Figure 5

IL-1β induces MCP1 expression via both NF-κB-dependent and -independent pathways. (A) HASMCs were pretreated with the indicated concentrations of the NF-κB inhibitor, PDTC, for 30 min prior to IL-1β (5 ng/ml) treatment for 10 h. Total RNA was isolated, and RT-PCR analysis was performed using MCP1 gene-specific primers and the internal control gene, β-actin. Two additional experiments yielded similar results. A representative study is shown. (B) The amount of secreted MCP1 protein was determined in the supernatant after IL-1β treatment for 10 h using the human MCP1 ELISA kit. Data are presented as mean values obtained from three independent experiments, and bars represent standard deviations.

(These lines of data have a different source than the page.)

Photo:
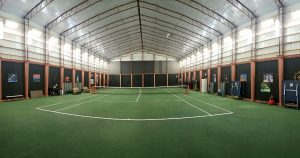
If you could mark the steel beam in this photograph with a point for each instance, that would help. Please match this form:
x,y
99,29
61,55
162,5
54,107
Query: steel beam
x,y
279,3
179,43
179,16
174,27
102,39
178,37
99,17
105,28
114,43
203,9
140,22
76,9
240,6
2,2
36,9
113,39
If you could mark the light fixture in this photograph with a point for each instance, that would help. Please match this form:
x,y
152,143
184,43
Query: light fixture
x,y
228,40
245,32
67,47
11,24
34,33
267,23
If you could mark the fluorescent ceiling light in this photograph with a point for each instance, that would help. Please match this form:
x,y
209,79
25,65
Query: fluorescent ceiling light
x,y
215,45
296,14
11,24
245,32
34,33
228,40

The significance was determined by Student's t-test (^*P < 0.05 vs untreated control). (C) HASMCs were pretreated with PDTC at the indicated concentrations prior to IL-1β for 6 h. Nuclear extracts were prepared, and EMSA was conducted using [³²P]-labeled NF-κB-specific oligonucleotide. (D) HASMCs were seeded onto 8-well chamber slides and pretreated with several inhibitors prior to IL-1β treatment for 6 h. After fixation and permeabilization, cells were stained with FITC-labeled anti-p65 antibody. FITC fluorescence was visualized under a confocal microscope.